Interestingly, you can list the namespaces in a Linux machine using the
Linux Control groups
We don’t specify any memory or CPU limit when starting a service. Instead, we leave it to the kernel to prioritize and allocate resources for the services.
However, you can explicitly set CPU memory limits for your services using a Linux kernel feature called
CGroups. It is not a straightforward approach; you need to make some extra configurations and tweaks to make it work.
Since you can run multiple containers inside a host, there should be a mechanism to limit resource usage, device access, etc. Here is where control groups come into the picture.
Linux control groups manage the resources used by a container. You can restrict CPU, memory, network, and IO resources of a container Linux control group.
So what happens if I don’t limit the CPU & Memory resource of a container?
A single container might use all the host resources, leaving other containers to crash because of resource unavailability.
Tools like Docker abstract away all the complex backend configurations and let you specify these resource limits with simple parameters.

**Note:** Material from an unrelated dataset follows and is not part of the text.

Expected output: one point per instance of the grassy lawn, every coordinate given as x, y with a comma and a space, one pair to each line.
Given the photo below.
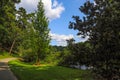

Why Are Containers Better Than VMs?
Containers have some key advantages over VMs. Let’s take a looks at those.
Resource Utilisation & Cost
- You can use VMs to run your applications independently, which means one service per VM. But it can still be underutilized. And resizing a VM is not an easy task for a production application.
- On the other hand, containers can run with very minimal CPU and memory requirements. Also, you can even run multiple containers inside a VM for application segregation. Plus, resizing a container takes seconds.
Provisioning & Deployment
- Provisioning a VM and deploying applications on it might take minutes to hours, depending on the workflow involved. Even rollback takes time.
- But you can deploy a container in seconds and roll it back in seconds as well.
- Drift management in VMs is not easy. You need to have full-fledged automation and processes to ensure all the environments are similar. Following immutable deployment models avoids drift in VM environments.
- Once the image gets backed, it will be the same in all the environments for containers. So for any changes, you need to start making changes in dev env and re-bake the container image.
What is the difference between containerd & runc?
containerd is responsible for managing the container and runc is responsible for running the containers (create namespaces, cgroups and run commands inside the container) with the inputs from containerd
What is the difference between the Docker engine & the Docker daemon?
Docker engine is composed of the docker daemon, rest interface, and the docker CLI. Docker daemon is the systemd dockerd service responsible for building the docker images and sending docker instructions to containerd runtime.
By now, you should have a good understanding of what Docker is and how it works.
The best feature of Docker is collaboration. Docker images can be pushed to a repository and pulled down to any other host to run containers from that image.
Moreover, the Docker hub has thousands of images created by users, and you can pull those images down to your hosts based on your application requirements. Also, it is primarily used in container orchestration tools like kubernetes
If you want to run Docker for production workloads, make sure you follow Docker images’ recommended practices.
You can read my article on how to reduce docker image size where I have listed down all the standard approaches to optimize the docker image.
Also, if you are trying to become a DevOps engineer, I highly recommend you get hands-on experience with Docker.